Auch wenn er sich selbst schwer tue mit den neudeutschen unverständlichen Begriffen, so hoffe man doch, dass solche digitalen Angebote vielleicht mehr Besucher ins Museum locken würden, meinte Bürgermeister Dieter Kölle in seinem Grußwort. Museumsleiter Dr. Hellmuth Möhring hatte den kleinen Besucherkreis am Freitagabend im Konventsaal willkommen geheißen, der Rothenburger Informatiker Toni Fetzer sowie die drei das Projekt umsetzenden Studenten Alexander Frühwald, Matthias Kleinhenz und Rene Ziegler waren anwesend und gaben Erläuterungen.
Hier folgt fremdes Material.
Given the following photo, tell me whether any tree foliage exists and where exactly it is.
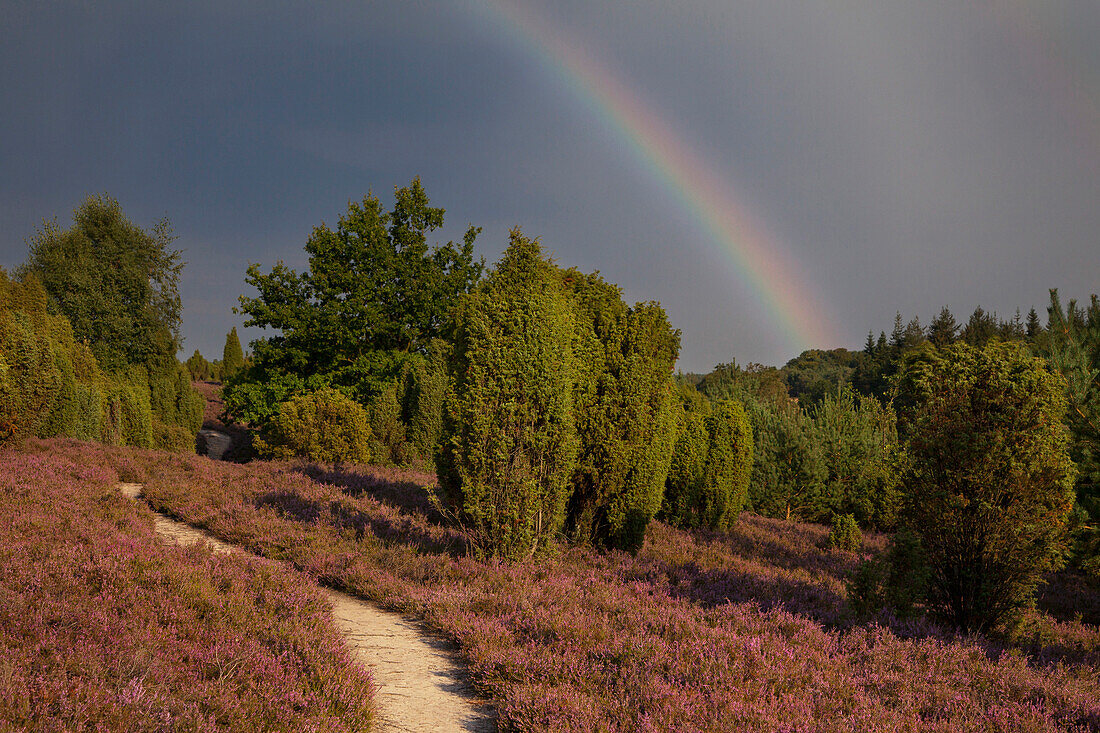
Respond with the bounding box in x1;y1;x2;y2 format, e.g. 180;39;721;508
691;400;752;530
0;269;165;448
562;270;680;550
899;343;1074;631
438;229;578;559
20;196;202;440
231;178;482;420
21;196;184;371
254;389;371;463
221;326;244;380
1036;289;1100;577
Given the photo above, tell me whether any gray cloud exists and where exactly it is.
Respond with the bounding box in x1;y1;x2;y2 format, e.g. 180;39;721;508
0;0;1100;371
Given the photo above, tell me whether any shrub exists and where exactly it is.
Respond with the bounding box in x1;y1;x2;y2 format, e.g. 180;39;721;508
803;389;901;529
221;326;244;380
746;398;828;519
695;400;752;529
562;270;680;551
849;527;931;619
899;343;1074;631
438;229;576;559
397;339;450;459
662;411;710;527
100;378;153;448
827;514;864;553
254;389;371;463
370;384;409;466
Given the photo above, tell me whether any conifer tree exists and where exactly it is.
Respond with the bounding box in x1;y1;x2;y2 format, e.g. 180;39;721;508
438;229;578;559
1025;306;1043;343
928;306;959;348
221;326;244;381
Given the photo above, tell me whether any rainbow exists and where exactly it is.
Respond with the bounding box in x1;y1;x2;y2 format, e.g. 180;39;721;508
466;0;844;355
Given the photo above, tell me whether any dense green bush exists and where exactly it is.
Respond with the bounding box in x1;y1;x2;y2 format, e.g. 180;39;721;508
184;349;221;382
367;383;410;466
661;409;710;528
692;400;752;530
898;343;1075;631
221;326;244;380
438;229;578;559
20;196;202;445
803;389;901;529
100;378;153;448
745;400;828;519
848;527;931;619
0;269;103;442
827;514;864;553
562;270;680;551
397;339;450;459
253;389;371;463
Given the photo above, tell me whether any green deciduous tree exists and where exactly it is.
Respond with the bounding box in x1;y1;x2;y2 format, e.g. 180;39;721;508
20;196;202;440
1036;289;1100;577
438;229;578;559
693;400;752;530
661;409;711;528
232;174;482;419
745;400;828;519
21;196;184;371
254;389;371;463
802;390;900;528
899;344;1074;631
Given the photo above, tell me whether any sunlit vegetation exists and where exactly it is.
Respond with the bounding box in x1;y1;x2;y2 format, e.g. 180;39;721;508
0;179;1100;731
0;440;373;733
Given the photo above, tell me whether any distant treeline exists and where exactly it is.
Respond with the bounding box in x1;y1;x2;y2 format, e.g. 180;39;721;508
0;197;202;450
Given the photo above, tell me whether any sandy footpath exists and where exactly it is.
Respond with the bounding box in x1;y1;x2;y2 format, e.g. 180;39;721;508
119;483;496;732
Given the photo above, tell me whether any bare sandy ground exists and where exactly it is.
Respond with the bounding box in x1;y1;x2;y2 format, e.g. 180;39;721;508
119;483;496;733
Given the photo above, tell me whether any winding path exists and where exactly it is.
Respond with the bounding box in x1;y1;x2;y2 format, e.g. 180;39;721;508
119;483;496;733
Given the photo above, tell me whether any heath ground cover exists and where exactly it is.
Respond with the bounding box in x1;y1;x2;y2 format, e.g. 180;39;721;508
0;441;372;731
69;435;1100;731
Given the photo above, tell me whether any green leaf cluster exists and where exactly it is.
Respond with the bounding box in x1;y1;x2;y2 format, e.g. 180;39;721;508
20;196;202;442
223;178;482;425
1036;289;1100;577
253;389;372;463
898;342;1075;631
561;270;680;551
221;326;244;380
437;229;579;559
0;269;167;449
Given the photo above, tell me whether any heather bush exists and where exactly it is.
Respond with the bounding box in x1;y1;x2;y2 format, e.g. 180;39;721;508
118;444;1100;732
561;270;680;551
0;440;372;733
828;514;864;553
254;389;372;463
899;343;1074;631
437;229;578;559
152;417;196;453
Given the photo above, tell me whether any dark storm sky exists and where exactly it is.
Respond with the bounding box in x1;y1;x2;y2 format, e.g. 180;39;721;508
0;0;1100;371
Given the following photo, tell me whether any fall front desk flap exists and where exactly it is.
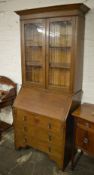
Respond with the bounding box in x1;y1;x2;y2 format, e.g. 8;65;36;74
13;87;72;121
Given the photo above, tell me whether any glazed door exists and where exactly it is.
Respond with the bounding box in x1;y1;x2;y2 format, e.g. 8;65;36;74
22;19;45;86
46;17;74;91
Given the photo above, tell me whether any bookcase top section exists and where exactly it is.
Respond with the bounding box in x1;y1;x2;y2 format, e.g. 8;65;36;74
13;87;72;121
16;3;89;16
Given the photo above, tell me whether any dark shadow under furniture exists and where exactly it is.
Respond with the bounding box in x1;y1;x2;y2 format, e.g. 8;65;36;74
0;76;17;138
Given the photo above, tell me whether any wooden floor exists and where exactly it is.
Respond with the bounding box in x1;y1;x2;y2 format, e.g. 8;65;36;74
0;130;94;175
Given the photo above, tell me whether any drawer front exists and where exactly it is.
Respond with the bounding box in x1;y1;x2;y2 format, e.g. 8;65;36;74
76;127;94;154
34;115;63;133
14;110;63;133
36;128;63;146
14;110;34;127
76;119;94;130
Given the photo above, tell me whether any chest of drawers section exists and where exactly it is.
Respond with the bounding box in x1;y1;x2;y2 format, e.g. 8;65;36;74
14;109;65;168
75;118;94;155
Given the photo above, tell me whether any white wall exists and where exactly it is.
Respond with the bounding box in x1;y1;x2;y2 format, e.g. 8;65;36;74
0;0;94;123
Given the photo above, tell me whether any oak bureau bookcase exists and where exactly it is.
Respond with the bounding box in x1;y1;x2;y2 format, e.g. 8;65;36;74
13;4;89;169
Sie standen auch den Besuchern zur Seite, als diese an den bereitliegenden Tablets die Anwendung testeten.

Von links: Informatikstudenten Matthias Kleinhenz, Rene Ziegler und Alexander Frühwald.
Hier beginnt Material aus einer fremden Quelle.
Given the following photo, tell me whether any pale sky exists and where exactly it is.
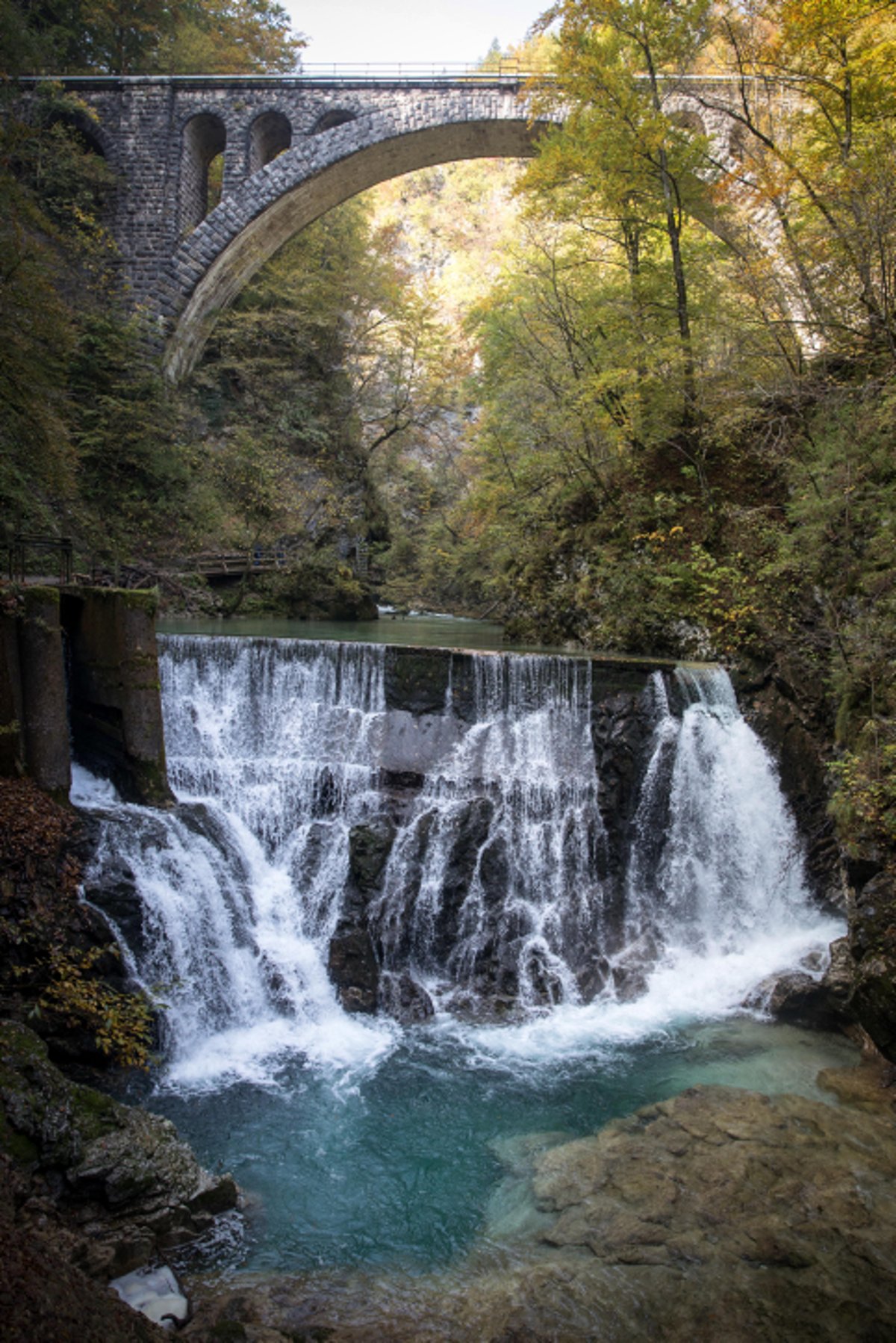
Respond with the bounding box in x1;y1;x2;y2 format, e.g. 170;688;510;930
284;0;548;64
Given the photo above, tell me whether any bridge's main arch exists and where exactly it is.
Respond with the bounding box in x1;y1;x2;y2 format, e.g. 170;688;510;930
164;101;538;380
42;71;752;379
Man hält den Bildschirm mit eingeschalteter Tablet-Kamera vor ein Passionsgemälde und sofort erschienen Markierungspunkte, die man anklicken kann, worauf sich kurze Info-Texte (optisch wie Comic-Texte aussehend) öffnen, aber sich auch zum Beispiel beim Anpeilen eines Schwerts auf dem Bild eine Bildmarke mit dem virtuell umgesetzten dreidimensionalen Schwert auf dem Tablet öffnet, drehbar nach allen Seiten.
Solche Techniken sind zwar nichts Neues, aber der Effekt liegt in einer praktisch anwendbaren Arbeit, aus der vielleicht mehr an Zusammenarbeit mit der Hochschule werden könnte. Denkbar, so erläutern die Studenten wäre auf diese Art natürlich ein größerer virtuell gestützter Rundgang durch das Reichsstadtmuseum machbar.
„In der bisherigen Projektarbeit sind in der Summe 900 Stunden Arbeit gesteckt”, erläuterte der zuständige Hochschul-Professor Dr.-Ing. Frank Deinzer, der auch Doktorvater von Toni Fetzer ist. Darauf aufbauend neue Bilder und Informationen aufzunehmen und die Anwendung zu ergänzen sei „mit sehr überschaubarem Aufwand machbar”. Der Hauptaufwand entstehe bei der Erstprogrammierung. Im Endeffekt könnte man dem Museum ein Werkzeug zur Verfügung stellen, das dann die selbständige Pflege der laufenden Anwendung erlaubt.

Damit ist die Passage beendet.